Georgians witnessed a “horrific hate-filled act of violence,” Kemp said Friday.
“We saw injustice with our own eyes,” he said. "Georgians protested to demand action and state lawmakers … rose to the occasion.”
The final hate crimes legislation, House Bill 426, is being praised under the Gold Dome as a true act of bipartisanship. House members Rep. Calvin Smyre, D-Columbus, and Rep. Chuck Efstration, R-Dacula, introduced the bill last session which passed in the House but sat in Senate committee for more than a year.
After the push of House Speaker David Ralston and Lt. Gov. Geoff Duncan, Senate Republicans recognized the importance of passing hate crimes legislation at this point in Georgia’s history.
"Under this Gold Dome, there are plenty of disagreements and division,” Kemp said. "But today, we stand together as Republicans and Democrats, Black and white, male and female, from rural, urban and suburban communities to affirm a simple but powerful motto: Georgia is a state too great to hate.”

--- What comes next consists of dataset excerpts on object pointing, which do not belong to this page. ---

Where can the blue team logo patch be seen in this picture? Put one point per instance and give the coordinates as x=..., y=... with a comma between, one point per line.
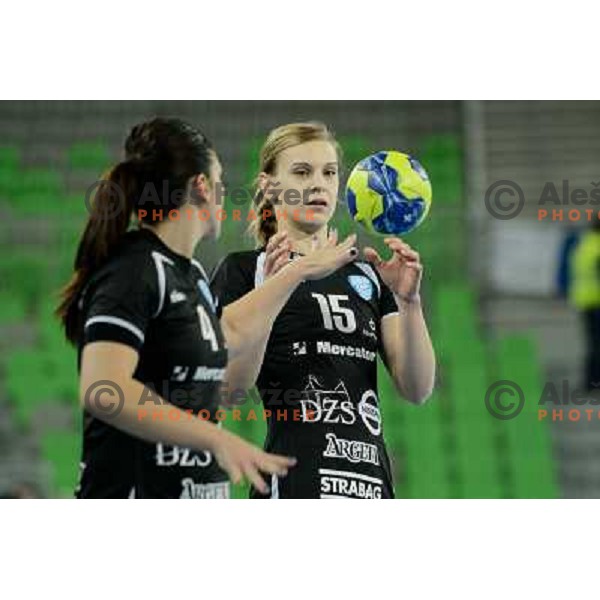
x=362, y=286
x=205, y=291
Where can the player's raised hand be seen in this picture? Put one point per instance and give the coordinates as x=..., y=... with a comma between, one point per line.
x=242, y=460
x=402, y=273
x=329, y=258
x=277, y=253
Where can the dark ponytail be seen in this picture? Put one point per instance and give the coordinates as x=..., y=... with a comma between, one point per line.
x=156, y=151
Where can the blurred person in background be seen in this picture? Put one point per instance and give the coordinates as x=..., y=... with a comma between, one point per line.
x=584, y=295
x=23, y=490
x=323, y=346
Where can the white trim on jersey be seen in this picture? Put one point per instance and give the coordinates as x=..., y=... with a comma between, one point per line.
x=259, y=274
x=367, y=269
x=116, y=321
x=159, y=260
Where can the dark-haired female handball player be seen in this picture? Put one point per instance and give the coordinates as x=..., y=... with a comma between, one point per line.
x=320, y=355
x=152, y=354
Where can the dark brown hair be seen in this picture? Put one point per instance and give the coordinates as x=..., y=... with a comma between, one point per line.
x=161, y=155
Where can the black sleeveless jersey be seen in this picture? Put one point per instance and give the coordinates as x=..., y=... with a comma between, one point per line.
x=318, y=380
x=159, y=303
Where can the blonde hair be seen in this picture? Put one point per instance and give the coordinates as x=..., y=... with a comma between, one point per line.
x=279, y=139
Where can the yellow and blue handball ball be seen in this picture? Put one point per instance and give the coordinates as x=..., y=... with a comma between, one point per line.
x=389, y=193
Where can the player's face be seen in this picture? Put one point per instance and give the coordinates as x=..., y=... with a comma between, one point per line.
x=307, y=176
x=214, y=197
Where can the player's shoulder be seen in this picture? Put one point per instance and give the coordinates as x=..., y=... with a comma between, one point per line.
x=243, y=260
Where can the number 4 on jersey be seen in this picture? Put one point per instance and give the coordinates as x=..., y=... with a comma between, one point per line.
x=334, y=315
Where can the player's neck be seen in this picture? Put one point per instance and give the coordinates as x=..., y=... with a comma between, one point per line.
x=305, y=242
x=178, y=237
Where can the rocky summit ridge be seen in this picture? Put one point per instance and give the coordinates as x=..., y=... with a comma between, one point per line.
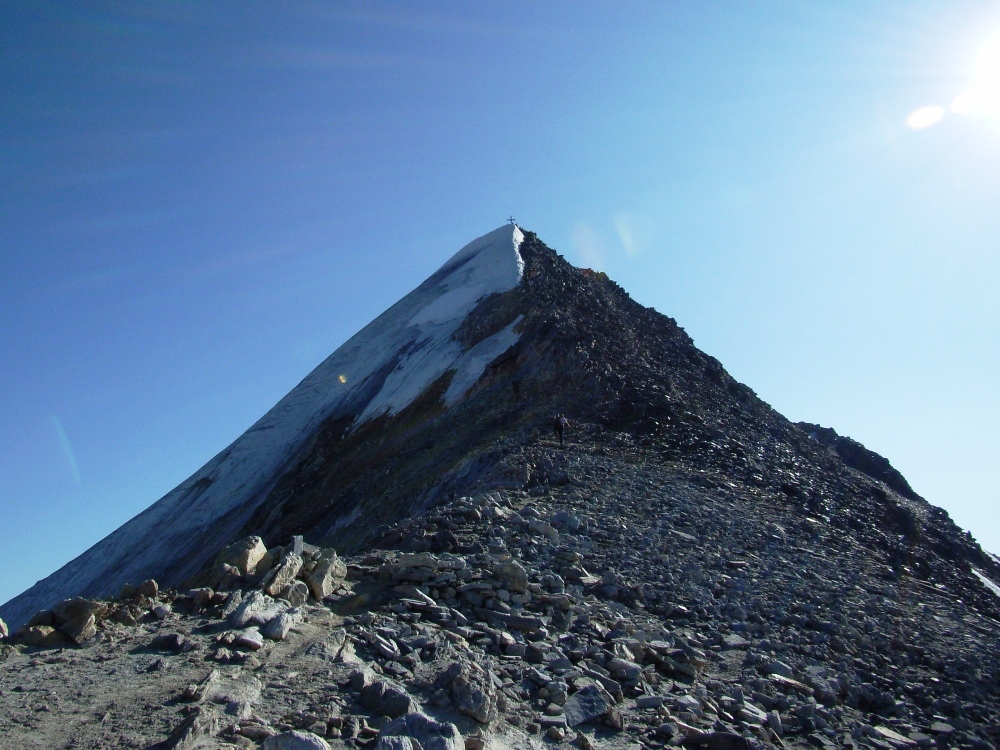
x=423, y=564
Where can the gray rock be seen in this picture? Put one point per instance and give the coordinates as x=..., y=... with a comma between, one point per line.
x=326, y=576
x=513, y=577
x=277, y=629
x=233, y=601
x=779, y=667
x=284, y=574
x=248, y=609
x=160, y=611
x=397, y=743
x=386, y=699
x=471, y=690
x=589, y=703
x=432, y=735
x=295, y=740
x=148, y=588
x=199, y=725
x=80, y=629
x=244, y=555
x=296, y=593
x=717, y=741
x=250, y=639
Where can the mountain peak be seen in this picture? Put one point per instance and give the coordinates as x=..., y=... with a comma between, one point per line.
x=379, y=371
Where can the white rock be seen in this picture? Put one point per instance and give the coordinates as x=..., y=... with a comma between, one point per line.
x=277, y=629
x=295, y=740
x=248, y=608
x=250, y=638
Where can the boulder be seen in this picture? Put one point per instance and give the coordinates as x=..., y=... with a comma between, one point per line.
x=42, y=617
x=432, y=735
x=471, y=691
x=282, y=575
x=513, y=577
x=243, y=555
x=277, y=629
x=249, y=639
x=397, y=743
x=80, y=629
x=76, y=609
x=41, y=636
x=248, y=609
x=325, y=577
x=221, y=577
x=589, y=703
x=296, y=593
x=295, y=740
x=386, y=699
x=160, y=611
x=148, y=588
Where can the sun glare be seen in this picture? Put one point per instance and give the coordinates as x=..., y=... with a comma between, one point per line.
x=925, y=117
x=982, y=96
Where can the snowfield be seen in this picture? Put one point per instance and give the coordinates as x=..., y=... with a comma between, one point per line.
x=381, y=369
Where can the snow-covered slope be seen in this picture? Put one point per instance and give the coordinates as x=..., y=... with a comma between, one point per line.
x=380, y=370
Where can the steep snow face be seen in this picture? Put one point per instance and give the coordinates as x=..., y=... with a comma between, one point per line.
x=380, y=370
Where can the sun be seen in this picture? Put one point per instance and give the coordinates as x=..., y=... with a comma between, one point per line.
x=984, y=93
x=981, y=97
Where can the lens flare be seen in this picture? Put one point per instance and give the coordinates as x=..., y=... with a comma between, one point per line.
x=924, y=117
x=964, y=104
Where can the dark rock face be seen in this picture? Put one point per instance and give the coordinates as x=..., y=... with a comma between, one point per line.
x=689, y=569
x=855, y=455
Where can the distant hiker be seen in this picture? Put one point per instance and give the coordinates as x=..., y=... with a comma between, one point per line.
x=559, y=426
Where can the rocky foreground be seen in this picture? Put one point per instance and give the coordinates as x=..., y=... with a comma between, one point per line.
x=619, y=600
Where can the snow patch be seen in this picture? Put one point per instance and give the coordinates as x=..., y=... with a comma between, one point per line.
x=471, y=365
x=413, y=340
x=987, y=582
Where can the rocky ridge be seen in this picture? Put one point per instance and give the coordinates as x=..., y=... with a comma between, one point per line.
x=689, y=569
x=614, y=602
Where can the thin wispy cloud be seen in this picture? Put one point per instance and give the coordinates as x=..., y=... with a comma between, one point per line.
x=67, y=448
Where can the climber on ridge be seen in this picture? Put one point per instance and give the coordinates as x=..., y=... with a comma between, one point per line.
x=559, y=426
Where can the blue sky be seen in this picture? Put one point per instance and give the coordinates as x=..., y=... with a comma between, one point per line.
x=199, y=202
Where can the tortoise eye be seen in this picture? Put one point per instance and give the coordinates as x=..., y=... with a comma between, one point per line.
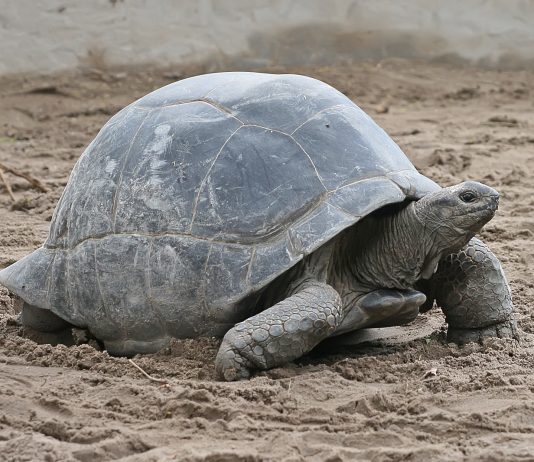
x=468, y=196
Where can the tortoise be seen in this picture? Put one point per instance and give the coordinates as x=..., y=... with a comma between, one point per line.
x=266, y=209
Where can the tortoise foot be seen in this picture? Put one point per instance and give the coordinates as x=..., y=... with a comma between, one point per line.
x=230, y=365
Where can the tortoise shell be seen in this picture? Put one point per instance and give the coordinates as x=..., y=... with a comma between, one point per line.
x=200, y=194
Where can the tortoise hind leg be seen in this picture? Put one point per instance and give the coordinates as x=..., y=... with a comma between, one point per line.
x=43, y=326
x=471, y=289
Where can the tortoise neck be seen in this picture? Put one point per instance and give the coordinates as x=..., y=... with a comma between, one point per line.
x=388, y=251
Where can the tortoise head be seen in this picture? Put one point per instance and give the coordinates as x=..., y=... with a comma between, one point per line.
x=453, y=215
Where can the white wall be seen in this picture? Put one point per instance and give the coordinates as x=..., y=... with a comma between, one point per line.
x=50, y=35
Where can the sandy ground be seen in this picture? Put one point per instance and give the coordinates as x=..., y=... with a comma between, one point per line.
x=419, y=400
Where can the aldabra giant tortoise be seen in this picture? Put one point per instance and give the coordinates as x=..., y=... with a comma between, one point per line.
x=268, y=209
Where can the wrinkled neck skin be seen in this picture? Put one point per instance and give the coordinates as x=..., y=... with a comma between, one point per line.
x=390, y=251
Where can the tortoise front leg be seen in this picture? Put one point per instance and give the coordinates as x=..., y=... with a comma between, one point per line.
x=471, y=289
x=281, y=333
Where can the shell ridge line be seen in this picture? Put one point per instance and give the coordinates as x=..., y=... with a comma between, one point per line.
x=205, y=96
x=317, y=113
x=311, y=162
x=148, y=281
x=205, y=179
x=212, y=103
x=251, y=260
x=121, y=172
x=101, y=292
x=376, y=177
x=341, y=209
x=204, y=285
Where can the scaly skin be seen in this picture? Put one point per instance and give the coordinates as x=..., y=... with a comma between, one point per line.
x=281, y=333
x=471, y=288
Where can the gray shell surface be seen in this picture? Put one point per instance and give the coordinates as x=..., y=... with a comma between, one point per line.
x=201, y=193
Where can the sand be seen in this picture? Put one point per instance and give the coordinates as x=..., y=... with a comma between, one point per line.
x=418, y=400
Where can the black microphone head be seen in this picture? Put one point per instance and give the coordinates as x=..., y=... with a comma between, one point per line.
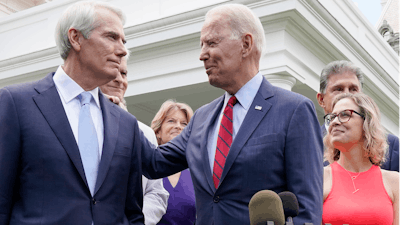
x=290, y=204
x=266, y=206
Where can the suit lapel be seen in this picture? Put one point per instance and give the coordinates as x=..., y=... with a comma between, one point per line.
x=111, y=124
x=250, y=123
x=215, y=107
x=49, y=103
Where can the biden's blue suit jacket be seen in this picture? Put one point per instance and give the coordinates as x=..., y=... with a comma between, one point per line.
x=42, y=181
x=277, y=148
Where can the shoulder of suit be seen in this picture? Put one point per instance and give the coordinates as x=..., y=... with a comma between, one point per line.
x=211, y=104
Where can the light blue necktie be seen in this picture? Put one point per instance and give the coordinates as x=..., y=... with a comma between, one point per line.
x=87, y=141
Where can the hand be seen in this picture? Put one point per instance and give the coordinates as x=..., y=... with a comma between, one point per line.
x=117, y=101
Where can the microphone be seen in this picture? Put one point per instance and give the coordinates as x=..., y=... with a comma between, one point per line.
x=266, y=207
x=290, y=206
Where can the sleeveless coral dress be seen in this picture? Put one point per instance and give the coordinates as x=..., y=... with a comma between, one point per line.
x=369, y=205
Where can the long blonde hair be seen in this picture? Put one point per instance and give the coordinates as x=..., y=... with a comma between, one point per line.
x=374, y=135
x=166, y=107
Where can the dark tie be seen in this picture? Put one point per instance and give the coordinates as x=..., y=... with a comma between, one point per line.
x=87, y=141
x=224, y=141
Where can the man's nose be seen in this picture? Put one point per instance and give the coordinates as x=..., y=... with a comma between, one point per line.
x=121, y=50
x=204, y=53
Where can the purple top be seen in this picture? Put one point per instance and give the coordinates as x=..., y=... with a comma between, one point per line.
x=181, y=203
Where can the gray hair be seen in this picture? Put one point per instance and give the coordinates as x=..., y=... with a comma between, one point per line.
x=81, y=16
x=339, y=67
x=243, y=20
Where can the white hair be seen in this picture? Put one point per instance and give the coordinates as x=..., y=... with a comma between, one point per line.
x=242, y=20
x=81, y=16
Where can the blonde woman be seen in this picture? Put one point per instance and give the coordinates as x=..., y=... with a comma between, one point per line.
x=356, y=190
x=168, y=123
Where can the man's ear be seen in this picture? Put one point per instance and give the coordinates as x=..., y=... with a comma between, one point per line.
x=247, y=44
x=75, y=37
x=320, y=98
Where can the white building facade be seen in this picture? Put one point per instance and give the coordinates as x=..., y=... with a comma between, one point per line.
x=164, y=35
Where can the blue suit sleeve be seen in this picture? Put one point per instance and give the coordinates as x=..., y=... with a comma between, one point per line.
x=393, y=155
x=9, y=153
x=303, y=163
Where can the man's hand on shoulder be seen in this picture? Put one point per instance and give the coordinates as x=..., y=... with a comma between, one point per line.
x=117, y=101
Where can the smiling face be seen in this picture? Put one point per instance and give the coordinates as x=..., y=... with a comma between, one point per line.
x=100, y=55
x=118, y=86
x=222, y=56
x=345, y=135
x=172, y=125
x=346, y=82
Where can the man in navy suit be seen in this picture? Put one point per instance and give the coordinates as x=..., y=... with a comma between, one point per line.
x=66, y=152
x=344, y=77
x=276, y=141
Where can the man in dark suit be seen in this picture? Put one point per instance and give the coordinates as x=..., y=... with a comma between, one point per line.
x=66, y=152
x=344, y=77
x=254, y=137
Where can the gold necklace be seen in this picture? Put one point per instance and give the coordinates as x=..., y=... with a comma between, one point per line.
x=352, y=180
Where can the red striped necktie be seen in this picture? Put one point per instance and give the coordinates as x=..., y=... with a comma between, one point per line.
x=224, y=141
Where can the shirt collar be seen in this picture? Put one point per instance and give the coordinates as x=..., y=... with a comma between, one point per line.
x=69, y=89
x=246, y=94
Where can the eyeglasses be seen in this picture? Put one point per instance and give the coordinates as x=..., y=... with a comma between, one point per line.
x=343, y=116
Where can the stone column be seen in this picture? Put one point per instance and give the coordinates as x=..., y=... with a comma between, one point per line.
x=283, y=81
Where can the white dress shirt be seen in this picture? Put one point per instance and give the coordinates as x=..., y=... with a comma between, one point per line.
x=69, y=90
x=245, y=97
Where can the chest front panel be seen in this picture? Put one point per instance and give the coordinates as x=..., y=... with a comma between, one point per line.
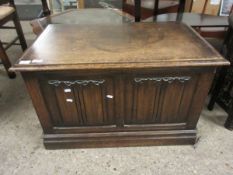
x=119, y=101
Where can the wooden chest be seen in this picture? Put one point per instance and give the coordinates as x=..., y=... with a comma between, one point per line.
x=123, y=85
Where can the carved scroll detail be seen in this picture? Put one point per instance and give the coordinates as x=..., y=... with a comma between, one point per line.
x=165, y=79
x=79, y=82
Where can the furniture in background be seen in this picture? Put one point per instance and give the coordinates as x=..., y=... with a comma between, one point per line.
x=214, y=25
x=147, y=7
x=45, y=9
x=222, y=92
x=118, y=85
x=82, y=16
x=8, y=13
x=156, y=11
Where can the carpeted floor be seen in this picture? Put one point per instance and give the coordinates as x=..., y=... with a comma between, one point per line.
x=22, y=151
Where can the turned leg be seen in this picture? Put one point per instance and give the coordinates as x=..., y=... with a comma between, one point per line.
x=6, y=61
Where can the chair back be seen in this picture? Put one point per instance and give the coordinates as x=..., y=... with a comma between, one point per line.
x=137, y=6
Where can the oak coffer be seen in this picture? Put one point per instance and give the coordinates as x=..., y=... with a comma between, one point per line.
x=118, y=85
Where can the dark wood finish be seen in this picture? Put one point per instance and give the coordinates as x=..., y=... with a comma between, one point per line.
x=222, y=91
x=192, y=19
x=122, y=85
x=145, y=9
x=20, y=36
x=82, y=16
x=180, y=9
x=45, y=8
x=5, y=61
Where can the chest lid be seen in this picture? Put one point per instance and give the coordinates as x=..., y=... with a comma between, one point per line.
x=135, y=45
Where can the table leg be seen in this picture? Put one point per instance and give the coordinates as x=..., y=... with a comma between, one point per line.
x=137, y=10
x=46, y=10
x=80, y=4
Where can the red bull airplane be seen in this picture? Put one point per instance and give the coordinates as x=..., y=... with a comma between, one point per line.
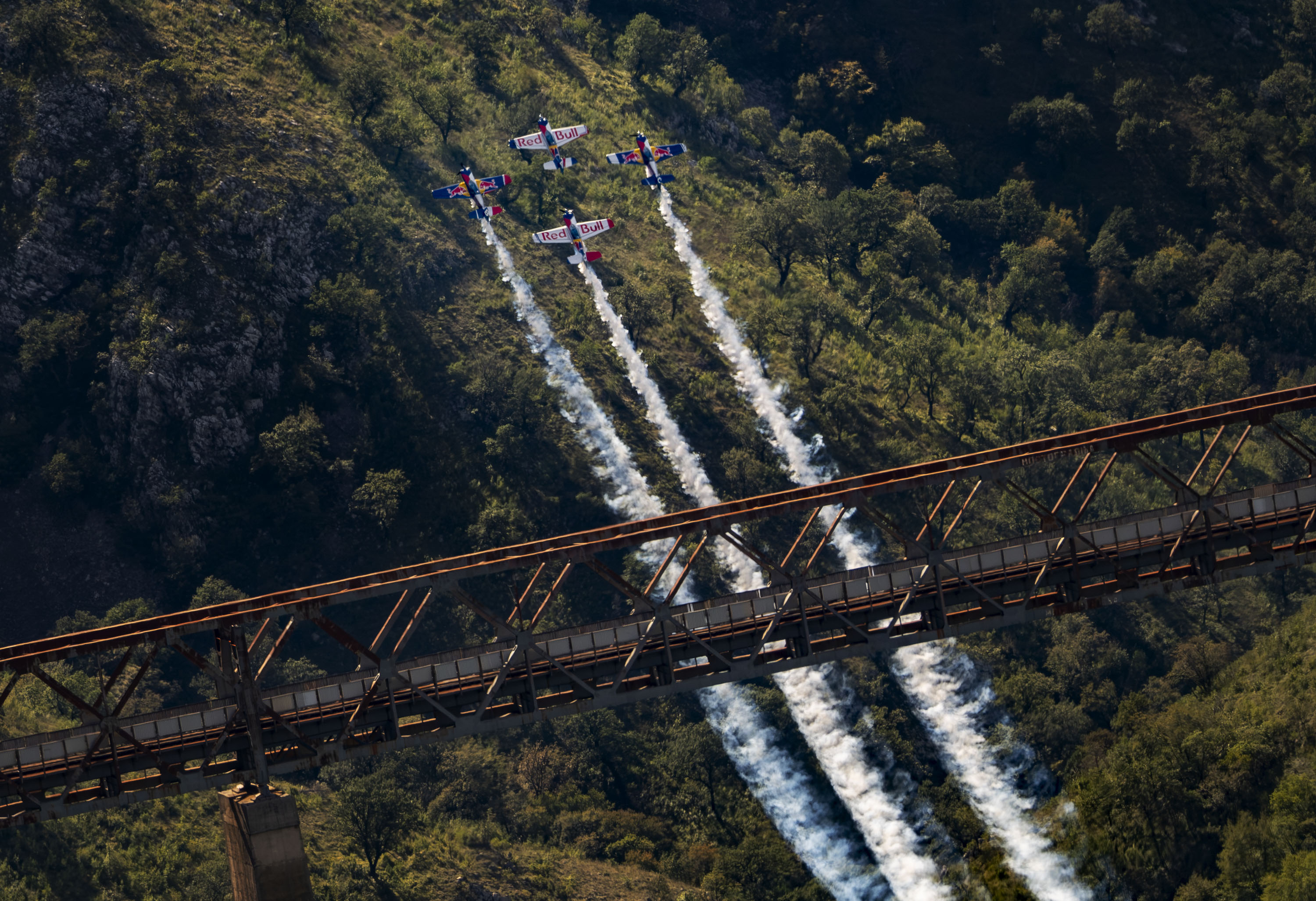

Smyre, the longest serving member of the Georgia General Assembly, has called the hate crimes legislation the “finest moment” in his 46 years of serving and said on the day it was signed he was “filled with joy and fulfillment.”
“Ahmaud Arbery’s death will not be in vain,” he said.
Ralston said he hoped the legislation brings some justice to Arbery’s family.
“I hope that (Arbery's mother) takes some comfort that this General Assembly has responded to her loss in this way,” he said Friday.
But the moment may have been more fulfilling for lawmakers than Arbery’s family and protesters. Arbery’s mother, Wanda Cooper-Jones, who was originally scheduled to attend the hate crimes law signing, chose not to attend after lawmakers passed a bill extending protections for police officers.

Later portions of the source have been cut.